A fenomenologia pretende ser a ciência das essências,
não dos fatos. Seu objeto são os universais que a consciência intui a partir
dos fenômenos. Husserl chamou “redução fenomenológica” a operação mental que converte a intuição
individual (que nos dá esta rosa, esta cadeira,
objetos que existem no tempo e no espaço, em
constante mutação) em intuição eidética (que nos dá as
essências, imutáveis e eternas, de rosa e cadeira). O objetivo é construir um conhecimento que independa de sujeitos definidos. O
que permanece depois da redução são os conteúdos
dos fenômenos, que aparecem no Ego transcendental, aquele
recipiente desprovido das propriedades dos sujeitos psicológicos, e que é o sujeito do conhecimento puro.
* * *
A fenomenologia foi a corrente
filosófica mais renovadora do século XX. Representou o
início de uma nova época na filosofia, algo parecido com o que foi o sistema
cartesiano a partir
do século XVII e o kantiano, a partir do XVIII. A Descartes segue-se
uma época cartesiana, a Kant, uma época kantiana, em que os debates passam a se dar em
torno dos temas propostos por esses pioneiros. Husserl ocupa
posição semelhante. Sua enorme influência contrasta com uma personalidade
silenciosa e retirada. Viveu obcecado pelos problemas últimos dos quais
depende o desenvolvimento do espírito, fixando-se neles com
tenacidade exemplar.
Morreu solitário na Alemanha em 1938. De ascendência judaica, os nazistas o haviam afastado do
mundo acadêmico e proibido de deixar o país. Depois
de sua morte, o franciscano belga Herman Leo van Breda (1911-1974) conseguiu salvar seus manuscritos
inéditos – bem mais numerosos que a obra publicada –, levando-os para a Universidade de Louvain, onde estão até hoje.

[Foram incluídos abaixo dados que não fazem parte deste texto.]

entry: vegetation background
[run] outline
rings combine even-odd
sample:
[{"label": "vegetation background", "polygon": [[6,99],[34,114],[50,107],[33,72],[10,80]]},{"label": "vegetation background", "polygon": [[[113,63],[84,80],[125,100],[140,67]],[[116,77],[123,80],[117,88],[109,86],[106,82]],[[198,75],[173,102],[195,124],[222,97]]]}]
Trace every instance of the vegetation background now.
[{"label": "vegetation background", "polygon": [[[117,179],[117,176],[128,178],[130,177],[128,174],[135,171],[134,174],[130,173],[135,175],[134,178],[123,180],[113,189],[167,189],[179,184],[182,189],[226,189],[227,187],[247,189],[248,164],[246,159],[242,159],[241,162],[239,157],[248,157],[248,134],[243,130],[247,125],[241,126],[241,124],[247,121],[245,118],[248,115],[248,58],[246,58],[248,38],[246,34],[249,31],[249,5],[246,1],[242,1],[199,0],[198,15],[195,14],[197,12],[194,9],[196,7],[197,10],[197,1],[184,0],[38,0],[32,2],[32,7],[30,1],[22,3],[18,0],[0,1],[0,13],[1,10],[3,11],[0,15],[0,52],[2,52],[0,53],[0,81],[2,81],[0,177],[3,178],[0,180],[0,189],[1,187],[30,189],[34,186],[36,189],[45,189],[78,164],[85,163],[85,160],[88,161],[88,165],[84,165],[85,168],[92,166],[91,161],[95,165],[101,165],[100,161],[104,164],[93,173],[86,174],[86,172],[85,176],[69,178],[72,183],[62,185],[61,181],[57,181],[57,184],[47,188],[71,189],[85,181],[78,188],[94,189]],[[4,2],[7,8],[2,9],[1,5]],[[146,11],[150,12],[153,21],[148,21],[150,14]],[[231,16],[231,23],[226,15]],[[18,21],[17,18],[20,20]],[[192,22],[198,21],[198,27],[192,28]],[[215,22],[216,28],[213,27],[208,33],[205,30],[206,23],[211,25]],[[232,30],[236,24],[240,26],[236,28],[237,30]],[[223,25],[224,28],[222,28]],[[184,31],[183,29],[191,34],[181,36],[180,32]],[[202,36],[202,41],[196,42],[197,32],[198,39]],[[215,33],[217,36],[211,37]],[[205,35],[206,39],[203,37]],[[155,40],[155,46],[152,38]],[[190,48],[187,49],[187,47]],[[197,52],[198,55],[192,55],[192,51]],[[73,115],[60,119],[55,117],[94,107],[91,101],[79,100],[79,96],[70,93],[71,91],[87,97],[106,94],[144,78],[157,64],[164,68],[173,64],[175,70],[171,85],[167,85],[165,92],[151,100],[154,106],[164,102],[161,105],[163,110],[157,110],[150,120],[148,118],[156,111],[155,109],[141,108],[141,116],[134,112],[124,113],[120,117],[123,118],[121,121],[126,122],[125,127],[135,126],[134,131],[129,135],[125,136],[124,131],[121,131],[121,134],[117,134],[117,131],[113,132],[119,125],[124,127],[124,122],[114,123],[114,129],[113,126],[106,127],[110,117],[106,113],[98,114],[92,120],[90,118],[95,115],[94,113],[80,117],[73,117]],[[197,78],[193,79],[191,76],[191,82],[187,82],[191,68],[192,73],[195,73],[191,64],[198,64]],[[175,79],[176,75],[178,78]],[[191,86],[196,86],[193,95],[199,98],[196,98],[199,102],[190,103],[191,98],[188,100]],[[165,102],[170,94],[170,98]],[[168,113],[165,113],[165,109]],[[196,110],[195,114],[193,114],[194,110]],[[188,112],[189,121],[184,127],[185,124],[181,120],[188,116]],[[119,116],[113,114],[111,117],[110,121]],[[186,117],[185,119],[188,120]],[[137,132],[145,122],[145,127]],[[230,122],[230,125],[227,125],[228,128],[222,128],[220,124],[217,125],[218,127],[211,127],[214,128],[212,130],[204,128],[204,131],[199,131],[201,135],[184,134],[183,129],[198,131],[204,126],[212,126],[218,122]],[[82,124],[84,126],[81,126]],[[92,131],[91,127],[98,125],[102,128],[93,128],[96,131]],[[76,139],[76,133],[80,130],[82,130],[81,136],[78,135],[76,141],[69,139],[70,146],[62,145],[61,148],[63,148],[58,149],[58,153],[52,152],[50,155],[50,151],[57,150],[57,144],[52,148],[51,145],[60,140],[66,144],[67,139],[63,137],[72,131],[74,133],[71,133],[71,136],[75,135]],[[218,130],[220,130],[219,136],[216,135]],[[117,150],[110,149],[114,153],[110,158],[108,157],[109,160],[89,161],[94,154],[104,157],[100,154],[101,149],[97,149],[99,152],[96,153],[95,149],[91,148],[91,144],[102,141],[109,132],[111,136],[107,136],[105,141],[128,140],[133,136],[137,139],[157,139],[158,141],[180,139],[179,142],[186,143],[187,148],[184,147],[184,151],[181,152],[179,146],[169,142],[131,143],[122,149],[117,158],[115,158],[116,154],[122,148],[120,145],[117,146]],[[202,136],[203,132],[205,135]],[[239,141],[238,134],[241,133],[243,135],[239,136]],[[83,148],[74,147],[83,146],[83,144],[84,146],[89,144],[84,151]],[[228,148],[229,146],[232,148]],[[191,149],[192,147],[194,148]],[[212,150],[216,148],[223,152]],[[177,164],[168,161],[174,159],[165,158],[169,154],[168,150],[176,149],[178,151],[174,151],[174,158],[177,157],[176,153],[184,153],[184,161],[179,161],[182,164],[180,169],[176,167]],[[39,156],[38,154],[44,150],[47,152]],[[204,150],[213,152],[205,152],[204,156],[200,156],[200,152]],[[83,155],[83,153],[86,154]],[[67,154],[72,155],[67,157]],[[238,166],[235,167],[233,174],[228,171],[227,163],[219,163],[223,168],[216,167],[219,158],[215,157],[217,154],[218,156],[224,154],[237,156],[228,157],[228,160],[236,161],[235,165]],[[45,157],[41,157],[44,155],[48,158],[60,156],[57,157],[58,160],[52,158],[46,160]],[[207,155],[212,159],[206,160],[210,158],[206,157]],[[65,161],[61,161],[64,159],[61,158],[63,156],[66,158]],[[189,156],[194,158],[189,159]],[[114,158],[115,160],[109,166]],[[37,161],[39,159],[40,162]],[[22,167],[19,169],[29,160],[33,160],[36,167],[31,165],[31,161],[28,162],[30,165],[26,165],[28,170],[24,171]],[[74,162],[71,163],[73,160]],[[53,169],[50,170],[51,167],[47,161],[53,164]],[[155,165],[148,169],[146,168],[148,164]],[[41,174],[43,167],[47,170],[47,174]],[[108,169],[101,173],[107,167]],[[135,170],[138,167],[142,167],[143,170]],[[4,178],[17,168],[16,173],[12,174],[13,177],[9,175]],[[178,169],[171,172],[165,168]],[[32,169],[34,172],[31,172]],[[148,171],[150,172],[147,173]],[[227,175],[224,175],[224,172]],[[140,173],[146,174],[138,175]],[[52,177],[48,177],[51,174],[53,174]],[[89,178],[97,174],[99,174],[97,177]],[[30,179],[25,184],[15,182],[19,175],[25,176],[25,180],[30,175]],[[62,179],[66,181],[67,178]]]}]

A obra de Husserl vem sendo publicada gradativamente. Em 1954, como volume VI da Husserliana, veio à luz a versão
definitiva de A crise das ciências europeias
e a fenomenologia transcendental, que finalmente
chega ao Brasil em tradução competente de Diogo Falcão Ferrer (Forense Universitária, 2013).
Na verdade, é de uma ampla crise espiritual e existencial, não só das ciências e nem só da Europa,
mas de toda humanidade, que o livro trata, pois a crise nos fundamentos das ciências é também uma crise da filosofia e da
subjetividade. “Não podemos
prosseguir seriamente com o nosso filosofar como até aqui”, diz Husserl. “A exclusividade com que, na segunda metade
do século XIX, a visão de
mundo do homem moderno se deixou determinar pelas ciências positivas e com que se deixou deslumbrar pela
‘prosperidade’ que decorria daí
significou o afastamento dos problemas decisivos para uma autêntica humanidade. Meras ciências de fatos criam meros homens de fato.”
Diante de sua crise e de seus descaminhos, a razão não pode procurar um fundamento fora de si mesma. Se
quiser salvar-se precisa buscar sua justificação em seu próprio
seio. É a tarefa da filosofia, esse esforço
vigoroso de fundamentação radical que teve em Husserl, no século XX, o seu principal impulsionador. O livro
recém-lançado no Brasil é uma grande síntese de seu pensamento.